The bits and bobs of sound all come together to create this outstandingly free-flowing, witty, and poignant RnB record. LA-based liv.e (pronounced liv) first gained minor recognition following a feature in Earl Sweatshirt’s most recent album, but her name still shamefully remains limited to truly devoted psychedelic soul musical circles. Following the release of two strong EPs via SoundCloud and Bandcamp, the 23-year-old eclectic singer-songwriter finally released her wavey LP last summer

Couldn’t Wait to Tell You… feels short at 48 minutes, but not a second is wasted. Smoothly transitioning from hard bass to lo-fi lush to muzak and back again, it is a wonderful little record that captivates from the get-go. Her care-free attitude to rules is equally apparent in lyric, delving the listener into her experimental feel through observations, romantic dreams, free flowing imagery, and playful self-reflection; “I know, I know…/ You thought the song was over, but that’s incorrect/ Because life keeps going on, and energy never dies, does it…?/ No, it doesn’t”. 

The 20 songs play like musical extracts, dissolving in and out of each other quickly but with purpose – the album may feel laid back, but the meticulous choice of certain sounds and effects is very much a focused effort. It is without a doubt one of this year’s most beautiful albums, a hidden gem in the abundance of gloomy records this year. Do yourself a favour and enjoy the sweet sound of this rising star.

Luca Jones

Emma Ruth Rundle and Thou – May Your Chambers Be Full

Collaboration has become ubiquitious in the last couple of decades as rap dominated the charts, blunted much of the excitement that comes when two artists join forces for a track. Major musicians have several on each album – the rock tradition of incredibly sparse collaborations seems almost antiquated. That said, rock collaborations are sparse for a reason – when an artist simply lends vocals to another band’s track it seems out of place because they are a band, they craft their songs for a certain singer. Rap collabs work because they are both rapping over a producer’s beat, one is not imposing on the other’s creative process. For this reason, rock collaborations have to be more wholesale.

 In May Your Chambers Be Full, Emma Ruth Rundle and Thou write the textbook for how it ought to be done. In a true synthesis of sound, the result is a dark and brooding album that draws from primarily from 90s grunge with flourishes of various strains of experimental metal for a haunting and oppressive soundscape. When faced with Bryan Funck’s grotesque screams, Emma finds a sharp and powerful edge to her delivery that is rarely found on her mellower solo work. This is best exemplified on my personal favourite rock song of 2020 ‘Out of Existence,’ where her tart delivery on the verses cuts through Funck’s menacing growls on the chorus.

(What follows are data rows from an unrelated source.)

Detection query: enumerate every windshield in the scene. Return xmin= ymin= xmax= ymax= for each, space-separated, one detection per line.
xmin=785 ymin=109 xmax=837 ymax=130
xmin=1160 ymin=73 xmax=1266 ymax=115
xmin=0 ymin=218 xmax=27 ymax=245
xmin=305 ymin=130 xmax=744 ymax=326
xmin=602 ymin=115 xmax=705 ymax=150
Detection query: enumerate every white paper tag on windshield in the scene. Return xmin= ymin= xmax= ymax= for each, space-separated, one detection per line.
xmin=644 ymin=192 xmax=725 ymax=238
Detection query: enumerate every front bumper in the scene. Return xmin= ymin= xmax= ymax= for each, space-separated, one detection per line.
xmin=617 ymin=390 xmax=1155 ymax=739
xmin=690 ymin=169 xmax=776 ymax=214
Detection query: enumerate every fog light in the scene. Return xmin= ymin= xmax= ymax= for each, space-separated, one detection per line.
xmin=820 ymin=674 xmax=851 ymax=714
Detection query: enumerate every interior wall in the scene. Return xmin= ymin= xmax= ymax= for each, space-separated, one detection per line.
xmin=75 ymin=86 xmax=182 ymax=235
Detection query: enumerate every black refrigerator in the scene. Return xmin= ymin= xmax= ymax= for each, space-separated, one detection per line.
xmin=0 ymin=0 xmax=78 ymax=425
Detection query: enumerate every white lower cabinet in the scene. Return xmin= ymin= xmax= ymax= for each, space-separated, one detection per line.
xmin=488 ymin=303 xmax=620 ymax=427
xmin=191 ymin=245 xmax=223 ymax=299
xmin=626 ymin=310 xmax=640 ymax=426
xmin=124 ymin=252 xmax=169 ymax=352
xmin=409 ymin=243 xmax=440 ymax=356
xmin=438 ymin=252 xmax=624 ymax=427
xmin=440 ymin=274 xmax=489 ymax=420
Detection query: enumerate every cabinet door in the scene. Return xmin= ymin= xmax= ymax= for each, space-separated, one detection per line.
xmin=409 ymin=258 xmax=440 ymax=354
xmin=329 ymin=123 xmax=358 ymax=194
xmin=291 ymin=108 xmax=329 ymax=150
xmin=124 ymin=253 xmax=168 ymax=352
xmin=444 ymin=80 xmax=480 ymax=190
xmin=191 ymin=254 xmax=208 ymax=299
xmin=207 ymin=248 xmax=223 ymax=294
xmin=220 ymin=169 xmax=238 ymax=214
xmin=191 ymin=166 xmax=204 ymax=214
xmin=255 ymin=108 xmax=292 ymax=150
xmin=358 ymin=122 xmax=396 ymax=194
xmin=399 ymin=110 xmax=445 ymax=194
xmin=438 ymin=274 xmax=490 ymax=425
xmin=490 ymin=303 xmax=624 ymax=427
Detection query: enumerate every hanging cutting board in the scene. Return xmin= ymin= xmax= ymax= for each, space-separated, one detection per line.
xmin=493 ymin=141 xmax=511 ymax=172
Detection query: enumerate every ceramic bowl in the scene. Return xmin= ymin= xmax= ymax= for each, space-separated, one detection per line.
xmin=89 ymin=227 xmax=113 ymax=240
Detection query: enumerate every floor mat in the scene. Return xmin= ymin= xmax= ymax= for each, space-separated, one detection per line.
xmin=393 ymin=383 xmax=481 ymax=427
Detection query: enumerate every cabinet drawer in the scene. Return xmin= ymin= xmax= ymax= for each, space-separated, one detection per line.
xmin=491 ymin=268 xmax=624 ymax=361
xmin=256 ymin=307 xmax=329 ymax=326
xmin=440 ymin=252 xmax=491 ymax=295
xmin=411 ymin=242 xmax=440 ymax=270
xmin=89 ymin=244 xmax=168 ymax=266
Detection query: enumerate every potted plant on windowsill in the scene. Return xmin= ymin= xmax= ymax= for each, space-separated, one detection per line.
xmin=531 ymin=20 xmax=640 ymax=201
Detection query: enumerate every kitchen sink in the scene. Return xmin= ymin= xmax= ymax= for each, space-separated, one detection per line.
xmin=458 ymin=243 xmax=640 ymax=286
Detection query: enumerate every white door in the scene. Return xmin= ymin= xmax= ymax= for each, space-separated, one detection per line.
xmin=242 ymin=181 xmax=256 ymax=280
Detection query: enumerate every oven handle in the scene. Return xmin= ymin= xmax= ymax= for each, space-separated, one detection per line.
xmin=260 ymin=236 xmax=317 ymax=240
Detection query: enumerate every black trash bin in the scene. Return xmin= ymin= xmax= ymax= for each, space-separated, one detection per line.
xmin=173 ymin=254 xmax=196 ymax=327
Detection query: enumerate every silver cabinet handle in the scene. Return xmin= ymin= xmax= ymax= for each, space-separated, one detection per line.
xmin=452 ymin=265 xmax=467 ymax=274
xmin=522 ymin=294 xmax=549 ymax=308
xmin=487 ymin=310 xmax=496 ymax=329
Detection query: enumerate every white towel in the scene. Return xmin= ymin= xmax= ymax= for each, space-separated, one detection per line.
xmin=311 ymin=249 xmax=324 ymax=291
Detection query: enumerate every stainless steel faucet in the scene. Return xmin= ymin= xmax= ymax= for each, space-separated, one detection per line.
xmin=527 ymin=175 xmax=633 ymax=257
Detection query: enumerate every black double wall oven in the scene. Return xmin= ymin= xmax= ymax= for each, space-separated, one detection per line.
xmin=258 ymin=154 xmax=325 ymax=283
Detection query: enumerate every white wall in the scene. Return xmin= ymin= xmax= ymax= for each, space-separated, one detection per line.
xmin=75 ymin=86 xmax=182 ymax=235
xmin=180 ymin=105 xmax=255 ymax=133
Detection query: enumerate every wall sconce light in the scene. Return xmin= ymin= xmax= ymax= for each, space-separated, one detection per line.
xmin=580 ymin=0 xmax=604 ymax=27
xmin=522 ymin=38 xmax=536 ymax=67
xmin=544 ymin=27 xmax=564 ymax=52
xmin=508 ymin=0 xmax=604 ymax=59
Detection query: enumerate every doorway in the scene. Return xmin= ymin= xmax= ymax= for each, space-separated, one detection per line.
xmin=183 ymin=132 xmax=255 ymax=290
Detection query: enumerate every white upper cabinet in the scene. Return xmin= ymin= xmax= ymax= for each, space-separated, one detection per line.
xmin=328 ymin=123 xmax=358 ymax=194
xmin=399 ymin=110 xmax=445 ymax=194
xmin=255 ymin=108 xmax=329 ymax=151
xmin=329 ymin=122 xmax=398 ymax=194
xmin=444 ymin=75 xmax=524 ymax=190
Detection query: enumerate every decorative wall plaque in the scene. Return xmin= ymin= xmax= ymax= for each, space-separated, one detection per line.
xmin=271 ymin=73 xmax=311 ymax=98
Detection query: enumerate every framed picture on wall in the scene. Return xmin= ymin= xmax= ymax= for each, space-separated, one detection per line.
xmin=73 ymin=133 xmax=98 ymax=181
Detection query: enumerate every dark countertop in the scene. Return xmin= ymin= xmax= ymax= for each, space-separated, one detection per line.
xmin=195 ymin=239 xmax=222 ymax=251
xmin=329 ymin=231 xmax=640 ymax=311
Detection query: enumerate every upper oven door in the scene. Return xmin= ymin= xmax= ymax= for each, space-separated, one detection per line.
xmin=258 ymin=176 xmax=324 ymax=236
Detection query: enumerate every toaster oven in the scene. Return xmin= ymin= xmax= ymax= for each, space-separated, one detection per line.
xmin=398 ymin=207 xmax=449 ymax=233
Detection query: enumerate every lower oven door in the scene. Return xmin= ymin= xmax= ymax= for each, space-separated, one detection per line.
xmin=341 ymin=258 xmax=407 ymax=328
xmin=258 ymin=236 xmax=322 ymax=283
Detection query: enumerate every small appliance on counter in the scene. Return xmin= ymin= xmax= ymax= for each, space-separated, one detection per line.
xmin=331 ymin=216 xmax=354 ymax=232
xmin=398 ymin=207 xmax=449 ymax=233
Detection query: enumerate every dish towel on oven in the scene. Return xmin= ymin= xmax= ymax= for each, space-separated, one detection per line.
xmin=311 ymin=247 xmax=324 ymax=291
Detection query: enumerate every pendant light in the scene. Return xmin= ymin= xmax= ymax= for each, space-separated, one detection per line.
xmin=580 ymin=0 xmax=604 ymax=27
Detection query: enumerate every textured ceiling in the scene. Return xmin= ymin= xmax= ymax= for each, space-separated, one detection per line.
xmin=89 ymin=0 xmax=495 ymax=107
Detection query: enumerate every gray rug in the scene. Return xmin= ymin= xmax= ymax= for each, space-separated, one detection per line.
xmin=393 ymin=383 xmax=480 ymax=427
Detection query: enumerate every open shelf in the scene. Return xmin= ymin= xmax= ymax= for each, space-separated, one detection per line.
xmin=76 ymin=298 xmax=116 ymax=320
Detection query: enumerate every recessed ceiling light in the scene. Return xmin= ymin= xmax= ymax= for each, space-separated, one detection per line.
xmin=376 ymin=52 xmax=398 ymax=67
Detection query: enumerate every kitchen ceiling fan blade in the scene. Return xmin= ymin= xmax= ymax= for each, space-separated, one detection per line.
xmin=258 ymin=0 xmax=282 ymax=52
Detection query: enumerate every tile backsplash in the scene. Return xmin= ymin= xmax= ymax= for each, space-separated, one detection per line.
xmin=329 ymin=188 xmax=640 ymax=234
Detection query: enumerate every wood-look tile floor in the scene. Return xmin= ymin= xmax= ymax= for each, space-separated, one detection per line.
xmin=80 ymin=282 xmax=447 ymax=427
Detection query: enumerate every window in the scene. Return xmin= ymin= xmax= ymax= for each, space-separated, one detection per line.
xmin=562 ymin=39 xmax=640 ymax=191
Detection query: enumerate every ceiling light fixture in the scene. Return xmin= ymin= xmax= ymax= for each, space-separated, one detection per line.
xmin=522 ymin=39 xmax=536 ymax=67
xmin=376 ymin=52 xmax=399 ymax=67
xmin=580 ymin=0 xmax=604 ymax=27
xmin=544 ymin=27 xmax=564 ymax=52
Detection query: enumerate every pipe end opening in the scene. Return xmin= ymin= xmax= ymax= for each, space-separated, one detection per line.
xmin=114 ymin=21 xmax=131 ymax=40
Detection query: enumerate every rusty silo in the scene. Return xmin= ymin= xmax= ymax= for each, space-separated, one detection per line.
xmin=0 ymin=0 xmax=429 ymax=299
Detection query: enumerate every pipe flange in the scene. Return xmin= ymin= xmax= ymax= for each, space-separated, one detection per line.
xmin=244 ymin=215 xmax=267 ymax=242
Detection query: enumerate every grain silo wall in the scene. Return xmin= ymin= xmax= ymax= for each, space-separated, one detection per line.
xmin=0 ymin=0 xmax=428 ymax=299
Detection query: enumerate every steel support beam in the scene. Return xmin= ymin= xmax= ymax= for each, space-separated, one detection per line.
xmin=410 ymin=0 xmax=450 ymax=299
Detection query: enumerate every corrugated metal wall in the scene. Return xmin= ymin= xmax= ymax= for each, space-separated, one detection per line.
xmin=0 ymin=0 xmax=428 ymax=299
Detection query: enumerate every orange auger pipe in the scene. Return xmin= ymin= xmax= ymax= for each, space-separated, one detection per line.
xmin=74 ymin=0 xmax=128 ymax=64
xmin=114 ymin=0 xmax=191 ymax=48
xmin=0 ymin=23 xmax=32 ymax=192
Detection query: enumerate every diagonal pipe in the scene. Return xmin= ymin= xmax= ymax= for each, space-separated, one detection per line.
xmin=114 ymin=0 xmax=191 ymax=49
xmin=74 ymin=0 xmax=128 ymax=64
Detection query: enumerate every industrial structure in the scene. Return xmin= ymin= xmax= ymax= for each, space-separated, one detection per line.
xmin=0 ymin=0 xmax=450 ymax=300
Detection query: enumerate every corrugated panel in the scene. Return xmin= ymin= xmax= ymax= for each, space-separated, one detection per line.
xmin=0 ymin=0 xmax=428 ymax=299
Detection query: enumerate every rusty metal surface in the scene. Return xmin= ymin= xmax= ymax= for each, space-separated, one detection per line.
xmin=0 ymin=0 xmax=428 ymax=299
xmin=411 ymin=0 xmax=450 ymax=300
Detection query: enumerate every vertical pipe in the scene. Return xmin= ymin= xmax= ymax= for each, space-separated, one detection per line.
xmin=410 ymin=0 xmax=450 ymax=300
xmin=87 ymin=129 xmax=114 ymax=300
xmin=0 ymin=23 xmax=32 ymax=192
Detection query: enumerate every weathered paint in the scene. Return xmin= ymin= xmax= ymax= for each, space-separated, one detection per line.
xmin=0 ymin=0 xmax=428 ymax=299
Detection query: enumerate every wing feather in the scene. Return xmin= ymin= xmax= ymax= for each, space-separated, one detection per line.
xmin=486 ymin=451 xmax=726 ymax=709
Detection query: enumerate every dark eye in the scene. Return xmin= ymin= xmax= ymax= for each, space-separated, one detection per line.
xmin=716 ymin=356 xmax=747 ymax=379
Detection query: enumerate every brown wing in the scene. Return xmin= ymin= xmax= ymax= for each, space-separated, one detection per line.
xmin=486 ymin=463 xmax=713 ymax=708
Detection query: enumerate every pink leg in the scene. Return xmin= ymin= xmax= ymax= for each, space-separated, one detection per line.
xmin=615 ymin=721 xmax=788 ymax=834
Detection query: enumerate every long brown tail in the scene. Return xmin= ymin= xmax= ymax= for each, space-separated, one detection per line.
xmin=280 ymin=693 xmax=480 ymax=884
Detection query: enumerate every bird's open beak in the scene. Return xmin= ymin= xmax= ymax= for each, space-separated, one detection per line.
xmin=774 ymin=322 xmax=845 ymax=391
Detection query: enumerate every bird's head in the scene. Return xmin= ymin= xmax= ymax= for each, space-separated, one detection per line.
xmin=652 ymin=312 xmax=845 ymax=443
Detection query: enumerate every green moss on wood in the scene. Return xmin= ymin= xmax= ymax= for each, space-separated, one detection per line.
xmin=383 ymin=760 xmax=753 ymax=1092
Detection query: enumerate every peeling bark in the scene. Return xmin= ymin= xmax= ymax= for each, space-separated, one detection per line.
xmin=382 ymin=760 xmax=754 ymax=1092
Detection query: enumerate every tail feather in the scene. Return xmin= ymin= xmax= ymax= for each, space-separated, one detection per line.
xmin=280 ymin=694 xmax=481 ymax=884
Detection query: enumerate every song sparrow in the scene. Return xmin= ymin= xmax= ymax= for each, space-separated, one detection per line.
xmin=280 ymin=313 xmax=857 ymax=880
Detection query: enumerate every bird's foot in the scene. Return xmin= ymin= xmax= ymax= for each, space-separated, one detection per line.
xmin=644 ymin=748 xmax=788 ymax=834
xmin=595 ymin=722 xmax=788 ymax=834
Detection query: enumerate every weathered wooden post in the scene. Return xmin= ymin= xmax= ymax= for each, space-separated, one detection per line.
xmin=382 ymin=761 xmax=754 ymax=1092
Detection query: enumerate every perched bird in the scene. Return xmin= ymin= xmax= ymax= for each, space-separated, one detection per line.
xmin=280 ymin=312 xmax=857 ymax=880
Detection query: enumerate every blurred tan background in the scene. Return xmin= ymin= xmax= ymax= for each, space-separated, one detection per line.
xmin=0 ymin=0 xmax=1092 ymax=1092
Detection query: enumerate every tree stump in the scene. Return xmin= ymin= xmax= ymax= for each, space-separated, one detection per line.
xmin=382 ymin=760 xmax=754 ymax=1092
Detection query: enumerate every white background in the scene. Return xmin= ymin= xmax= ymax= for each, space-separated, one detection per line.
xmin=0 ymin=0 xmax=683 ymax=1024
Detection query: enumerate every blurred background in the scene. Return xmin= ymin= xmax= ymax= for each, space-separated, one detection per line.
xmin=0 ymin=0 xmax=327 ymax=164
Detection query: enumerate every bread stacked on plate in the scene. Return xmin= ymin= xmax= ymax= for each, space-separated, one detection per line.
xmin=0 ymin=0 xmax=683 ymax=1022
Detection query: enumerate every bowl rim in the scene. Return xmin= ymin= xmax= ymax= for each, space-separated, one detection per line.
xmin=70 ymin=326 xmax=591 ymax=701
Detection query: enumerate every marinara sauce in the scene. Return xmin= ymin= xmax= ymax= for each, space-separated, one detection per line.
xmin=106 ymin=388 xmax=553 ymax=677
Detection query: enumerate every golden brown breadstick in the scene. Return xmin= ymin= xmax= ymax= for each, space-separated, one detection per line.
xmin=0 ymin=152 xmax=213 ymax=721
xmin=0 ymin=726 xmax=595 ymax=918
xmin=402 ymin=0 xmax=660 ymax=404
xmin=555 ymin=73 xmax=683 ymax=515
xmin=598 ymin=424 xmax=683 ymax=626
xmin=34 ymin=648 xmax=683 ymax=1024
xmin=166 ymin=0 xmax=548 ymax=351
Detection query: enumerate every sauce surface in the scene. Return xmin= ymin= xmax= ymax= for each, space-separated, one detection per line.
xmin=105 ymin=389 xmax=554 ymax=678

And what a chorus it is: punishing but not delving into extreme metal inaccessibility and an incredibly catchy chord progression. The mixing is masterful. Its somehow both punishingly heavy but also something I could show to someone with very little rock/metal experience as an entry point: ‘Monolith’ deserves the same credit too for its cyclical main riff. Opener ‘Killing Floor’ incorporates elements of Doom and ‘Magickal Cost’ is saturated with Black metal influence – but it never feels like it pulls too far in those directions. Could a grunge band have written this record? Absolutely not. Would either have contemplated such a daring and unique record alone, or been able to pull it off? I sincerely doubt it. And that is the essence of one of the few great rock collaborations, a synthesis of two masters of their craft making a record every rock fan ought to hear.